Currently, only IGCs are required to report Value for Money (VfM) in their annual Chair’s Reports. Despite this compunction less that 25% of last year’s statements contained anything detailed or constructive on costs. Frankly, I, like Henry Tapper who reviews every statement each year on his Pension Playpen blog, am flabbergasted by this. To attempt to discuss VfM without raising the issue of how much you have actually spent is inconceivable; the very essence of VfM is ‘value delivered’ for ‘money spent’. The point is that IGC’s are required to report on the ‘money’ part and soon so will all institutional investors. The key phrases in the Work and Pensions Committee report are “…some trustees are making investment decisions without a clear understanding of how much those decisions cost…”, which echoes the original findings of the FCA and alludes to the CTI templates. Couple this with “…we are not convinced that there are sufficient incentives to achieve a high take up through voluntary disclosure alone…” and you have potential compulsory collection of data by institutional investors from asset managers using the CTI templates.

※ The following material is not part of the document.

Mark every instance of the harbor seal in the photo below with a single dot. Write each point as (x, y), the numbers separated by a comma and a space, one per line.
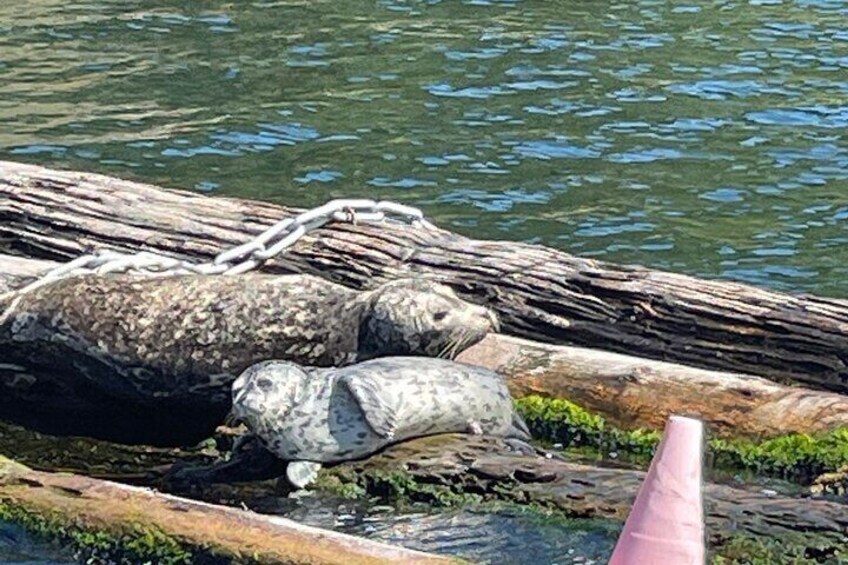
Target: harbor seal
(153, 359)
(310, 416)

As if this wasn’t enough I can now say that those who are experienced at cost collection in some form or other get the best deals. That there are scale economies in procuring asset management is well known, but there are those pension funds that fall below the cost/size scale curves and these funds are those that have made efforts to collect cost data in the past.

And the longer you’ve been doing it, the better your information and the more strident your requests, the better your costs.

Asking and then negotiating, it seems, are the first steps to reducing your costs and improving VfM. This is a finding that echoes what happened in Holland when it introduced its cost collection framework some eight or more years ago.

How do I know this? I know it because I now have data. A lot of data. When I finished my time with the FCA I decided that, in the absence of compulsory cost collection, what was needed was something to make cost collection easy and cheap. So I built a cost collection platform to automate the process of collection and data analysis as much as possible. And because I want to complete the transparency journey, think of it as my quest, I have created it as a utility and it is therefore cheap. It’s called ClearGlass. And here’s the interesting thing: despite the bullish statements by the Work and Pensions Committee, it seems that funds really do want their cost data. Since our launch in January this year we have onboarded or are currently onboarding 175 pension clients with assets ranging from £100million AUM or less, up to £50billion AUM, with a total AUM of almost £250bn. This is in only seven months. These funds are of all types (DB, DC, Master Trust, Fiduciary), and use all types of products including private equity, LDI, hedge funds, credit, insurance-linked, as well as more routine strategies. In fact, we have obtained, or are obtaining, data on over 1250 products from over 180 willing asset managers.

We are also working with all of the large consultants to onboard their clients to the platform and our pipeline is some 2000 funds pending over the next 6-12 months.

I’m therefore pretty positive about the general direction of travel of cost transparency.

The point is, I have an empirical dataset (and I believe the largest ever assembled), on which to draw my initial conclusions.

Cost collection is, therefore, here to stay, and compulsory collection by institutional investors using the CTI templates is likely to form one of a suite of recommendations by the DWP. But how will you, the institutional investor, actually collect the data? There are several options: you can train your staff and do it yourself; you can ask your consultant to do it for you; or you can go to a third party specialist like ClearGlass. I’ll welcome you if you do choose to use us, but won’t be upset if you don’t. Everyone has a preferred supplier. But please remember this: ‘Collecting Costs should not be Costly’, so don’t pay through the nose. There are too many layers of cost already.